World’s most powerful offshore wind turbine unveiled
Offshore wind is becoming a major industry and the latest turbines are capable of providing huge amounts of clean electricity.
Offshore wind is becoming a major industry and the latest turbines are capable of providing huge amounts of clean electricity.
GE Renewable Energy is contributing to this progress by launching what will be the largest offshore wind turbine in the world, the Haliade-X.
Innovations like this are helping to advance the technology at a breakneck speed. The new turbine will have a capacity of 12 megawatts (MW), outstripping the current record which stands at 9.5 megawatts.
This means each turbine alone will be able to power 16,000 households a year. Each one will be a massive 260 meters high, which is nearly three times taller than Big Ben.
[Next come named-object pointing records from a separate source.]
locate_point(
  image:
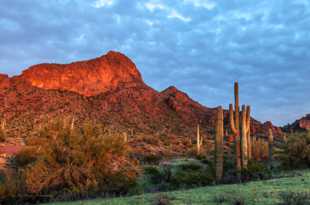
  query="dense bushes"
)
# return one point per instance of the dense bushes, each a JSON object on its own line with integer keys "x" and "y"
{"x": 66, "y": 163}
{"x": 295, "y": 153}
{"x": 175, "y": 174}
{"x": 294, "y": 198}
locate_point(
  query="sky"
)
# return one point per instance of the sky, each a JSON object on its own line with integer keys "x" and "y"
{"x": 199, "y": 46}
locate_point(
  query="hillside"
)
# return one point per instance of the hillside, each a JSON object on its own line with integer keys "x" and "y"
{"x": 109, "y": 90}
{"x": 258, "y": 193}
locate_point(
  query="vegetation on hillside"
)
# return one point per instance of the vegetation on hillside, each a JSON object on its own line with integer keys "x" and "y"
{"x": 64, "y": 162}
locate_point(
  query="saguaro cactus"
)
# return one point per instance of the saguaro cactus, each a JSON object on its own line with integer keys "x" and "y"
{"x": 235, "y": 126}
{"x": 219, "y": 144}
{"x": 270, "y": 144}
{"x": 199, "y": 140}
{"x": 125, "y": 137}
{"x": 244, "y": 136}
{"x": 249, "y": 137}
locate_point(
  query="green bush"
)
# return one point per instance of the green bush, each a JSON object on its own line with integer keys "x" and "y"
{"x": 67, "y": 163}
{"x": 294, "y": 198}
{"x": 175, "y": 174}
{"x": 256, "y": 171}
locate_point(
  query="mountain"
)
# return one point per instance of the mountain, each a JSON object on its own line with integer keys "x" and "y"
{"x": 301, "y": 124}
{"x": 108, "y": 89}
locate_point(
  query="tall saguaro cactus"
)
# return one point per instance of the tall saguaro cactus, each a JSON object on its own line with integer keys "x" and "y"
{"x": 219, "y": 144}
{"x": 270, "y": 144}
{"x": 245, "y": 127}
{"x": 235, "y": 126}
{"x": 199, "y": 140}
{"x": 249, "y": 137}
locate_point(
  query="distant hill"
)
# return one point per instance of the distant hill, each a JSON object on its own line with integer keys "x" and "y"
{"x": 107, "y": 89}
To put this into perspective, the first offshore wind farm was built in Denmark in 1991 and had turbines of 450 kilowatts each. The new GE model is, therefore, 26 times more powerful than the first generation.
GE claims that the new Haliade-X will be able to produce 45 percent more electricity than what’s currently on the market, and that it will invest $400 million to help develop the turbine. It’s aiming to complete the first units by 2021.
Jérôme Pécresse, President and CEO of GE Renewable Energy said, that "the renewables industry took more than 20 years to install the first 17 gigawatts of offshore wind. Today, the industry forecasts that it will install more than 90 gigawatts over the next 12 years. This is being driven by lower cost of electricity from scale and technology”
“The Haliade-X shows GE's commitment to the offshore wind segment and will set a new benchmark for cost of electricity, thus driving more offshore growth", he added.
The largest offshore wind farm in the world is currently the London Array in the Thames Estuary. The project’s maximum capacity of 660 MW is soon to be beaten by a host of bigger wind farms on the horizon, most of which are in the UK. These include the two Hornsea projects off the coast of Yorkshire, at 1,200 MW and 1,800 MW.